Monday June 3, 2013 0 comments
By Steve Porter
FORT COLLINS - John Volckens is fascinated by small things.
Really, really small things.
Volckens, an associate professor in the Department of Environmental and Radiological Health Sciences at Colorado State University, has been researching nanoparticles for years.
With the help of CSU Ventures, the university's commercialization arm, Volckens' nanoparticle detection technology was recently licensed to RJ Lee Group, a Pennsylvania-based materials analysis laboratory.
"Nanotechnology is the art and science of manipulating molecules or structures on the scale starting at one-billionth of a meter," said Volckens. "On the low end, it's a couple molecules stuck together."
OK, that's pretty small.
Over the past decade or so, more and more interest has been focused on nanoparticles and nanotechnology, as everything in today's digital world has gotten smaller and smaller.
Volckens notes that - because of their tiny structure -- nanoparticles often behave in new and unexpected ways, such as adding extra strength to everyday items.
"When you start to put things together on that scale, the materials tend to behave differently than they would in bulk," he said.
For example, tensile strength can be improved by adding things like carbon nanotubes to materials, Volckens said. Such nanomaterials are beginning to show up everywhere - including in tennis rackets, bike frames, car bodies, tires, windshields - as just a few examples.
Nanoparticles are also being used in other novel ways, including in the biomedical sector.
"They can be a coating that allows a pill to be absorbed more slowly or more rapidly," Volckens said. It's also showing up in foods, as additives for flavoring and in shampoos and cosmetics.
"(Our bodies') cells work on the nano scale. So do various forms of light and energy. Many things in the universe operate on the nano scale."
Scientific interest in nanoparticles started taking off in the 1990s, Volckens said, and the U.S. government began investing billions in nanotechnology after the adoption of the National Nanotechnology Initiative of 2000.
But there is also concern about some aspects of nanoparticles. Volckens notes that the particles are so small that they can easily enter into the human body and pass through cells.
"There is some fear around nanotechnology indicating that, just because we're doing things differently, there could be unintended consequences," he said.
"If those particles get into our bodies unintentionally, is that a good or a bad thing?"
Since 2007, Volckens has been working to develop a nanoparticle detection device to find, identify and measure nanoparticles. The device is now a working prototype in its fifth iteration, he said.

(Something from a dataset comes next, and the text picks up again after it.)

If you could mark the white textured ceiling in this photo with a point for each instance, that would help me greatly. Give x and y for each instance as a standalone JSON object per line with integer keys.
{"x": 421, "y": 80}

"The technology collects nanoparticles and allows us to do high-level analysis of what's in the air," he said. "There's thousands of nanoparticles that exist in the atmosphere, and we need to find a way to differentiate them."
Volckens said the device - about the size of an electronic guitar tuner - collects nanoparticles that can be placed on an electron microscope and examined for size, shape and chemical makeup.
"Knowing these three things, we can do a pretty good job telling where these nanoparticles came from."
Volckens said he believes the initial market for the device will be in nanotechnology manufacturing centers, where nanoparticles are incorporated into commercial products.
"This device is essentially a platform for assessing exposure and risk," he said. "Now we have a way to identify what you breathed in."
Volckens said potential buyers also include "researchers of all forms working with nanoparticles, people wanting to protect their workers and for those interested in studying nanoparticles."
"There's hundreds of new nanoparticles being invented every day. It's becoming increasingly difficult to keep up with the explosion of this technology sector."
Volckens said the technology he's developed may be just a step along the way to more specifically identifying nanoparticles and assessing their risk to people.
"How many does it take to maybe be dangerous," he said. "That's where this research will lead."